Alleged victims say when incidents were reported, pastors tried to play down their seriousness to other church members, counseled with perpetrators about how to avoid prosecution and falsely told authorities that parents did not want to prosecute.

Nate Morales, one of a number of alleged child predators mentioned in the civil suit, is scheduled to stand trial May 12-16 in criminal court on 14 counts of sex crimes between 1985 and 1990 at Covenant Life Church. Two of the church’s pastors have been subpoenaed for the criminal trial.

The civil lawsuit claims that Morales’ reputation as a sexual predator was so well known by the early 1990s that during a group discussion of high school boys about remaining “pure,” some of the students said it was “too late” for them. One commented, “Yeah, Nate got me, too.” A youth leader cautioned the boys against talking about the facts and reported the matter to a pastor.

Montgomery County Circuit Court Judge Sharon V. Burrell dismissed the lawsuit in May 2013 without addressing the allegations of abuse.
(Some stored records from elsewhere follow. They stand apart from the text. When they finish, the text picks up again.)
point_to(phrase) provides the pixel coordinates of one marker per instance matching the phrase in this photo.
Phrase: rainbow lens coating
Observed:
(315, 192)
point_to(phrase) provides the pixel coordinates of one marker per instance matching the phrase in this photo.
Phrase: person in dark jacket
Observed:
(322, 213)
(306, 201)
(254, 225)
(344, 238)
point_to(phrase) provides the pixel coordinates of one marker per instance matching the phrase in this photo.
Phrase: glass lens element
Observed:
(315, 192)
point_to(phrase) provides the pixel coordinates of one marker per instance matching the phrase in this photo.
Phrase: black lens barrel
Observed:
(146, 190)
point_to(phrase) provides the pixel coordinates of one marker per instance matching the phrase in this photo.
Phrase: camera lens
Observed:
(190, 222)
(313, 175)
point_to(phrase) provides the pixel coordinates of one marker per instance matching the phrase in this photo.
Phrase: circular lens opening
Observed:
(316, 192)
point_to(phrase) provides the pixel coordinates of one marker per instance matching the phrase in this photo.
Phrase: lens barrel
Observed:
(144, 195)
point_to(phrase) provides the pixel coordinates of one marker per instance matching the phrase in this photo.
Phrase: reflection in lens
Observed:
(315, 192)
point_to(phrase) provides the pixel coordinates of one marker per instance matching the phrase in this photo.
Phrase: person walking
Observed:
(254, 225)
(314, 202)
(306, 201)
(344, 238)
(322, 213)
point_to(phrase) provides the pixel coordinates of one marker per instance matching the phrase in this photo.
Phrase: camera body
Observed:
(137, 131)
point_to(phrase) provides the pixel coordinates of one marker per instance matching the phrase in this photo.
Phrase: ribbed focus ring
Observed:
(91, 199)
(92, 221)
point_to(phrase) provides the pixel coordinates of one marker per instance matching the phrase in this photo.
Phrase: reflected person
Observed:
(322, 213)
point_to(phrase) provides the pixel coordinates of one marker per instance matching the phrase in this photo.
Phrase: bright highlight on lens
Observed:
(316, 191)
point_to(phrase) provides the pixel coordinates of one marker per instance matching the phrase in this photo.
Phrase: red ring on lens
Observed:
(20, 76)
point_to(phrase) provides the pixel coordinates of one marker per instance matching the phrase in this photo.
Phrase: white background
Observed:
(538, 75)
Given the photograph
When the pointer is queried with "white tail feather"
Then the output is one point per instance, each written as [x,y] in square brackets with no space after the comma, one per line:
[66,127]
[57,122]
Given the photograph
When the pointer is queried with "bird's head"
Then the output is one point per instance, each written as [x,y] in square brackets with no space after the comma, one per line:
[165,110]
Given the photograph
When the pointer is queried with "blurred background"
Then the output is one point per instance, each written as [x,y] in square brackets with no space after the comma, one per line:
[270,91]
She ruled that under Maryland’s statute of limitations the alleged victims had to sue within three years of turning 18, and the deadline had passed for those under her jurisdiction.

Susan Burke, the attorney representing the alleged victims nationally known for battling sexual abuse in the military, objected that in a case involving “civil conspiracy,” the statute doesn’t accrue until the plaintiffs knew or reasonably should have known about the conspiracy in 2011, when a number of church members began to suspect a cover-up.

The lawsuit claims that church leaders admitted during a meeting in 2011 “that they had placed protection against lawsuits over and above the safety of children.”